Fitch Ratings maintains outstanding ratings on a number of Indian thermal power projects. Given the uninterrupted increase in interest rates in India — some 200 bps since about April 2010 — the agency attempted to quantify the impact of higher financing costs on project economics and debt payment capacity.

No immediate action

Fitch has found that the current increases are unlikely to cause any immediate negative rating action.

Almost all Fitch-rated power projects are under varying stages of construction. While some projects have tied up fully contracted off-take agreements via long-term power purchase agreements (PPAs) with State-owned electric utilities that provide for a pass through of costs (including interest) in the tariff, many others are structured as pure merchant power plants (MPPs) that are fully exposed to price and volume risks. Some plants adopt a mix of the two models.

The debt of all of these power projects is funded by domestic commercial banks, whose terms include an interest reset provision at periodic intervals, some annually.
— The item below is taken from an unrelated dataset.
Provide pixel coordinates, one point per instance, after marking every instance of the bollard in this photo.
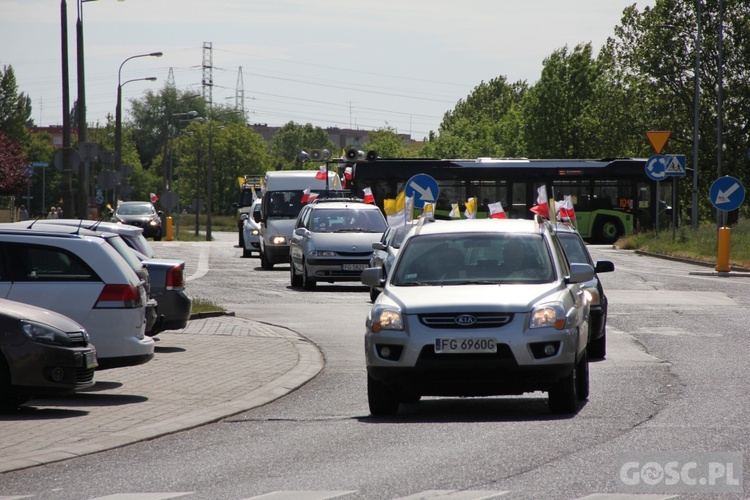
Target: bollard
(722, 260)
Certain loan agreements allow for the interest rate to remain fixed for the entire construction phase, thus ensuring that there is no cost over-run at least on this account.

Obviously, MPPs that have no tariff guarantees would suffer a contraction in financial margin.

Credit quality

However, Fitch said if interest rates continue to rise and remain at very high levels over the life of the loans, then debt service coverage ratios which, in many cases, are already weak — could come under pressure and start affecting credit quality.

Fitch's calculations show that in projects where construction is well underway and where loan draws have commenced, cost over-runs on account of interest rate increases may not be pronounced — considering the shorter residual time to achieve completion.

Even in extreme situations where a project has just drawn a loan and the applicable interest rate has increased by 300 bps, the agency expects the additional cost of the project to be in the region of 2 to 3.5 per cent depending on the drawdown schedule and gearing level.